Material and methods: A systematic review was conducted following the PRISMA guideline, searching PubMed, Scopus, and Web of Science (2015-2025). Clinical, epidemiological, and molecular studies describing genetic resistance mechanisms, as well as meta-analyses and clinical guidelines, were included. After applying inclusion and exclusion criteria, 42 articles were selected.
Results: In M. genitalium, macrolide resistance is associated with mutations in 23S rRNA (A2058G, A2059G), while fluoroquinolone resistance is linked to variants in parC and gyrA (S83I, D87N). In M. hominis, intrinsic macrolide resistance is complemented by the presence of tet(M), which contributes to doxycycline treatment failures. Globally, macrolide resistance in M. genitalium reaches 30-50% in Europe and the Americas, and over 60% in Asia; dual macrolide-fluoroquinolone resistance is emerging, with epidemic foci in Japan and China. In M. hominis, tetracycline resistance ranges from 10-30%, with regional variability.

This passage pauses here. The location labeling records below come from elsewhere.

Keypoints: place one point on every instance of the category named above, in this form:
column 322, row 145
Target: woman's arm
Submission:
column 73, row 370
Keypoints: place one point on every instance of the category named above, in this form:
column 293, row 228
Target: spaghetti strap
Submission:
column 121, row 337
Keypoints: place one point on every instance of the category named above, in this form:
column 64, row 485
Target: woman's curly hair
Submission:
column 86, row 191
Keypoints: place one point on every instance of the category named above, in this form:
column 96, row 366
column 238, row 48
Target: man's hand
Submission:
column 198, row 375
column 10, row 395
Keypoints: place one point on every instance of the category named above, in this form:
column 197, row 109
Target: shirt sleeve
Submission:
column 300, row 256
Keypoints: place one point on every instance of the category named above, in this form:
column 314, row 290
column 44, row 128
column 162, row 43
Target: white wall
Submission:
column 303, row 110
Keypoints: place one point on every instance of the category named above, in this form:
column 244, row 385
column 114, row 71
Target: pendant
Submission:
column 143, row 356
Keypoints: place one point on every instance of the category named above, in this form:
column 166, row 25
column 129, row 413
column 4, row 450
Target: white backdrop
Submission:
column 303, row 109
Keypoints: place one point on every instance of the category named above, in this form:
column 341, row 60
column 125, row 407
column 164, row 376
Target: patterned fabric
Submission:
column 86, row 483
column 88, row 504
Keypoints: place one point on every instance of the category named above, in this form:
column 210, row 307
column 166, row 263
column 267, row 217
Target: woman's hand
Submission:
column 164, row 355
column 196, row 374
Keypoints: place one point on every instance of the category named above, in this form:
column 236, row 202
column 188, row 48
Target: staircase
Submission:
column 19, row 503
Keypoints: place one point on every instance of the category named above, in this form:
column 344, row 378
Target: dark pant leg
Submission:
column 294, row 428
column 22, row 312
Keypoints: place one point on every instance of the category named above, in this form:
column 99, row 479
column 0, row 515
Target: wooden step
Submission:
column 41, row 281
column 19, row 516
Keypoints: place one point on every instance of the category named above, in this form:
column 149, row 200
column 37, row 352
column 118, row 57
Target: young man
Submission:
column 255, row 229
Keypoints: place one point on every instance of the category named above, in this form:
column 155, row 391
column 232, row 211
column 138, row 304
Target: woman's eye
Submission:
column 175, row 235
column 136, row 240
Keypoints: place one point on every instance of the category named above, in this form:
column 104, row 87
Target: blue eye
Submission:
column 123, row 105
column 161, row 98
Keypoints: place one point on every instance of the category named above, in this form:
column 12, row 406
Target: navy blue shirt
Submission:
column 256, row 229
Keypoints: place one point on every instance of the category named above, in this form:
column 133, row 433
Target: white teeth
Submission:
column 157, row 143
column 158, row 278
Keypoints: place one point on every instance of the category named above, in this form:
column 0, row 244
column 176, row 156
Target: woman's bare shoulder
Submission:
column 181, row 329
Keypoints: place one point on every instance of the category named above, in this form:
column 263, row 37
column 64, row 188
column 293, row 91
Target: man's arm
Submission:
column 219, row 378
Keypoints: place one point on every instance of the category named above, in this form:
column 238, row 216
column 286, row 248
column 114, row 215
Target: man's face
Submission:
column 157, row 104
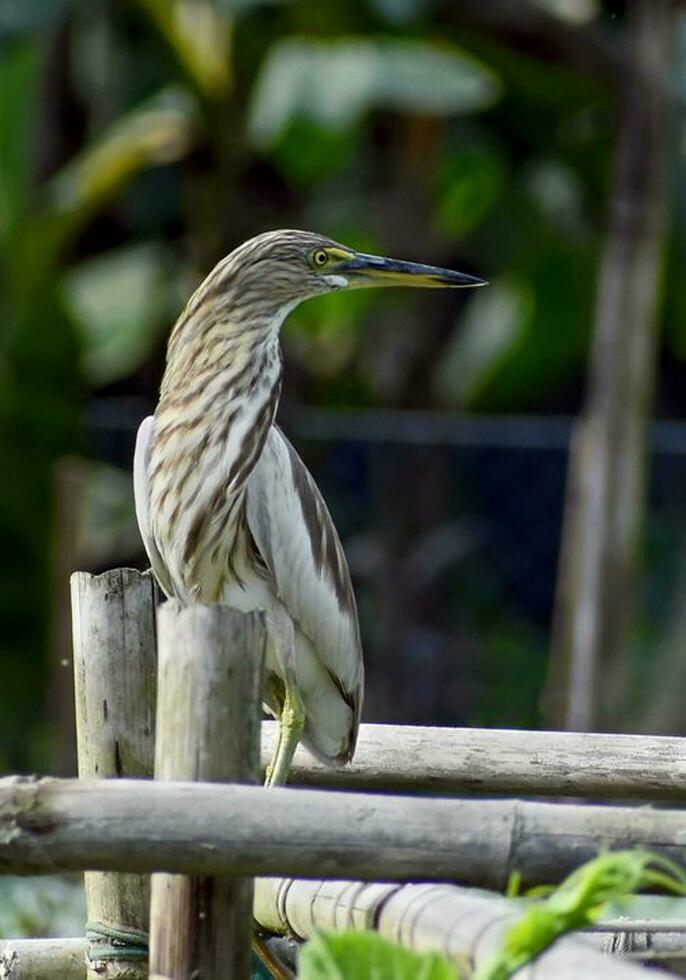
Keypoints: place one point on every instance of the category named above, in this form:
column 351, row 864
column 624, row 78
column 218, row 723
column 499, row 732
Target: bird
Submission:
column 227, row 510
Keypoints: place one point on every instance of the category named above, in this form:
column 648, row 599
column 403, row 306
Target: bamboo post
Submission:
column 113, row 618
column 208, row 729
column 606, row 487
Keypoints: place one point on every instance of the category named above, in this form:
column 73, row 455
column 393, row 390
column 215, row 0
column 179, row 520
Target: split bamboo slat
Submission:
column 113, row 618
column 409, row 758
column 650, row 942
column 208, row 728
column 464, row 925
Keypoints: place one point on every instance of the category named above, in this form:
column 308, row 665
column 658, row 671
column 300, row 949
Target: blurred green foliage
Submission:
column 140, row 141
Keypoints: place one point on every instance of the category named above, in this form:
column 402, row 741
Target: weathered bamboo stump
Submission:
column 113, row 617
column 208, row 729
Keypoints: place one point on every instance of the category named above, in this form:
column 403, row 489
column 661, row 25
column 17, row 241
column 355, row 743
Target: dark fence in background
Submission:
column 452, row 529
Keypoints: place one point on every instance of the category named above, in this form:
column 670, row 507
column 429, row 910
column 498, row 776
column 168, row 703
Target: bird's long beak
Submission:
column 374, row 270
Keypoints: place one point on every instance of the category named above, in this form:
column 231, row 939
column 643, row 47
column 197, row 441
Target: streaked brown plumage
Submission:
column 227, row 510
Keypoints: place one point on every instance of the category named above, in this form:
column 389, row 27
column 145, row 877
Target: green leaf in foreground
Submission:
column 366, row 956
column 579, row 901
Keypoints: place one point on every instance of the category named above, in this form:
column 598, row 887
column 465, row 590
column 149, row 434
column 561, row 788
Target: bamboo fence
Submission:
column 203, row 832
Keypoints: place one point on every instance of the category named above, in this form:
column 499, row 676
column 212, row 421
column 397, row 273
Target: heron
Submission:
column 227, row 510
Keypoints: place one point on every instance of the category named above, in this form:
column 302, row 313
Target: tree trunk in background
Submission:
column 606, row 484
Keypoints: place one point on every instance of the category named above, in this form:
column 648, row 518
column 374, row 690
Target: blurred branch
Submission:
column 606, row 486
column 527, row 27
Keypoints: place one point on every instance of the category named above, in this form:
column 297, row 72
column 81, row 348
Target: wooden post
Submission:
column 208, row 728
column 113, row 617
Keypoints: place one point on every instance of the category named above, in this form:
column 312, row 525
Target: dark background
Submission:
column 141, row 141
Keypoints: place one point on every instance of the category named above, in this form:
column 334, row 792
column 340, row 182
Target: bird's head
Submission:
column 279, row 269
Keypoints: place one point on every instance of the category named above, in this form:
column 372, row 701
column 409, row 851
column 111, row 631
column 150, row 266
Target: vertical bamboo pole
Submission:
column 605, row 502
column 113, row 617
column 208, row 728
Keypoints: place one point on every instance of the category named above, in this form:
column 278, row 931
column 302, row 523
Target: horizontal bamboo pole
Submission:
column 465, row 926
column 51, row 825
column 65, row 959
column 407, row 757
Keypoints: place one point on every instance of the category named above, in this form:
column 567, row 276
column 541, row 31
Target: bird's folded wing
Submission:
column 141, row 492
column 296, row 537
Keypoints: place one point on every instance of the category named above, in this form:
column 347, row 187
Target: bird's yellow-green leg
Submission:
column 291, row 725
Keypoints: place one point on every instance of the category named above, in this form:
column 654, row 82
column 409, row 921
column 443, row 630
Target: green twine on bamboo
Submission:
column 107, row 943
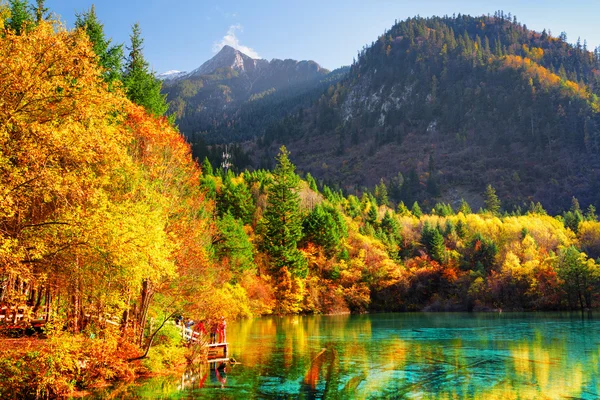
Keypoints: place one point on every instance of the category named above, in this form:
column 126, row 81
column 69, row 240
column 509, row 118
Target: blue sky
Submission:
column 182, row 34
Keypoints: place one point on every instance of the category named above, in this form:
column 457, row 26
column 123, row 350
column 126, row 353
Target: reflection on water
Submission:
column 412, row 356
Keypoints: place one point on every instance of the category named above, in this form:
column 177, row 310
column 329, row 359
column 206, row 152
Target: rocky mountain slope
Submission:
column 211, row 97
column 441, row 107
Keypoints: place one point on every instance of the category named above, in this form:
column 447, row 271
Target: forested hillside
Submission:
column 440, row 107
column 109, row 228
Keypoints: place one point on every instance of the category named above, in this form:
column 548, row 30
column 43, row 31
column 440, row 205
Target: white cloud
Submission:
column 231, row 39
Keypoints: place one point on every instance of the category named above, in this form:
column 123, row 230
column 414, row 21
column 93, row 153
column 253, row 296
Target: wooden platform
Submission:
column 218, row 352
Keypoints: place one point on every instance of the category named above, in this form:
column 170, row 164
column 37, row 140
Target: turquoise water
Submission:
column 411, row 356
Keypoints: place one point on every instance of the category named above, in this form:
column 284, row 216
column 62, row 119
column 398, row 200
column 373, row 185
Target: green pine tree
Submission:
column 206, row 167
column 20, row 17
column 282, row 219
column 464, row 207
column 381, row 193
column 109, row 57
column 141, row 85
column 416, row 210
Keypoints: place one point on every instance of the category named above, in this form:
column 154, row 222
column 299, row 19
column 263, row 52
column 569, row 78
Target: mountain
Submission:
column 438, row 108
column 173, row 74
column 210, row 99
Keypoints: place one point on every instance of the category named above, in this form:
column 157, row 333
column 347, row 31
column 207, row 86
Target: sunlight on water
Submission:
column 412, row 356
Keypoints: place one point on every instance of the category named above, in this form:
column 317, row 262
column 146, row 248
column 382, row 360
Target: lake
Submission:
column 410, row 355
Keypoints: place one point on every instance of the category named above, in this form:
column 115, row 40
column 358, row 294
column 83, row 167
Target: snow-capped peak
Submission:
column 172, row 74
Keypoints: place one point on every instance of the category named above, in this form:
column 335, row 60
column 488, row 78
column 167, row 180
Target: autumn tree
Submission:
column 20, row 17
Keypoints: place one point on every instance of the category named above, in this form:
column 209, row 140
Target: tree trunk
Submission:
column 143, row 311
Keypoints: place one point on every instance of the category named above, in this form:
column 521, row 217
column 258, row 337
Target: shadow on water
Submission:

Conclusions: Antimicrobial resistance in M. genitalium and M. hominis limits the effectiveness of traditional empirical therapies and requires the implementation of molecular detection and resistance testing. Resistance-guided treatment and epidemiological surveillance are essential to optimize clinical management and curb the spread of multidrug-resistant strains.